Compartment‐specific regulation of myosin regulatory light chain. Alignment of the N‐termini of Myl2 (1 to 52, ventricle) and Myl7 (1 to 60, atrium) reveals conservation of the 3 observed phosphorylation sites (yellow P and boldface) at Ser14, Ser15, and Ser19 in Myl2 and Ser22, Ser23 and Ser27 in Myl7. When comparing the quantitative data, we observed opposite regulation in both compartments as well as different consensus motifs for putative kinases at this site, suggesting that different kinases regulate these proteins in ventricles and atria. Arg20 of Myl7 (red R) is a putative CaMKII site, of which the phosphorylated form was found downregulated 2.5‐fold. This arginine, and thus consensus site, is absent in Myl2. Myl indicates myosin light chain; CaMKII indicates calcium‐ and calmodulin‐dependent protein kinase II.

In addition to these examples, many other interesting putative CaMKII connections were detected, such as synaptopodin‐2 (synpo2, myopodin), the capping proteins Lmod2 and Capzb, but also Palladin (Palldn) and Cordon‐bleu protein‐like 1 (Cobll1) as well as NDRG2. These proteins seem interesting novel CaMKII‐regulated phosphoproteins that deserve a closer investigation in the future.
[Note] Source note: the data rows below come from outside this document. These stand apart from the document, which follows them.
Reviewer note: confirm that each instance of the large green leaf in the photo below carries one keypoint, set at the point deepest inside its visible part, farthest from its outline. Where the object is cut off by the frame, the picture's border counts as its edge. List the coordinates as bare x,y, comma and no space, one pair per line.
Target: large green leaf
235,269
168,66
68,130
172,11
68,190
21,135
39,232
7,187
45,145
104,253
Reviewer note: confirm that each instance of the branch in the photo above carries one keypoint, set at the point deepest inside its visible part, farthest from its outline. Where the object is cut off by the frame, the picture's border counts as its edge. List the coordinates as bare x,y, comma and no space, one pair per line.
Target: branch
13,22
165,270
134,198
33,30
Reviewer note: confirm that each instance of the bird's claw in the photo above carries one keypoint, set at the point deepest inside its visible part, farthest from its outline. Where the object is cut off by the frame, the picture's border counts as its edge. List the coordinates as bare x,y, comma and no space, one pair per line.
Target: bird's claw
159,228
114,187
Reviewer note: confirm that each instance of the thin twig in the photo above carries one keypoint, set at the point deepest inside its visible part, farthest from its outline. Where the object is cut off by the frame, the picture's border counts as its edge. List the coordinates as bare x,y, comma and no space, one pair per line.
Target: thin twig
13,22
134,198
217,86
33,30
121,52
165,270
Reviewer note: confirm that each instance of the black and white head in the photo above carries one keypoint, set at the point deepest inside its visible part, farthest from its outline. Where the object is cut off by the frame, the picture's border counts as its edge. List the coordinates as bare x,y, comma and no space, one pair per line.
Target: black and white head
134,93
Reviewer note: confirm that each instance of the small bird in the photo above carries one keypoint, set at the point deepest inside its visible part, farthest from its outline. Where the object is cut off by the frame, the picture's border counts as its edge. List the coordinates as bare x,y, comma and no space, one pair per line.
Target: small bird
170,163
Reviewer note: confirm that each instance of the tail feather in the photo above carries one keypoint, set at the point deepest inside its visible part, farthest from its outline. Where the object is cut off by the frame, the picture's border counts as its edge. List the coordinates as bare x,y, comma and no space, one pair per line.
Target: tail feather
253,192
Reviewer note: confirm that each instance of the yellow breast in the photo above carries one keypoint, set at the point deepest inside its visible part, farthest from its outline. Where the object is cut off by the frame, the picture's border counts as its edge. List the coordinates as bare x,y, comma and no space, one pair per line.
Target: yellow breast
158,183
Links to Pathophysiology; Future Directions

Increased CaMKII activity and expression are a hallmark of human heart failure, hypertrophy, and arrhythmia. Much research has been focused on the role of CaMKII in Ca2+ handling. However, the role of CaMKII on the myofibrils has thus far been largely unreported. Our data reveal that CaMKII inhibition has effects on many myofibrillar proteins in both the z‐disc and the a‐band. Interestingly, several of the AC3‐I regulated (myofibril) phosphoproteins found in this study (Myh6/7, Myl2, Csrp3, PLN) are also known as genetic factors in hereditary cardiomyopathy,[47] which often leads to heart failure. We found several more of such factors with documented hereditary mutations to be phosphorylated, although not regulated by AC3‐I; these include Tpm1, MyBPC3, Tcap, Jph2, Obscn, Myoz2, Des, and LDB3. Based on our data, future research should focus on the interplay of CaMKII and perhaps other important cardiac kinases in their regulation of the sarcomere. Also, our data suggest putative novel genes to be investigated for causative cardiomyopathic mutations, for instance, in Lmod2 (Leiomodin‐2), an actin capping gene involved in regulation of the thin filament length.[48]

Conclusions

The study described here is the first of its kind and highlights the feasibility of performing kinase‐specific quantitative phosphoproteomics directly in cardiac mouse tissue. Using the transgenic model allowed us to isolate a small subset of 39 CaMKII‐regulated phosphoproteins, including exact site localization, which provides a valuable resource for future research into CaMKII's role in the healthy but also the diseased heart.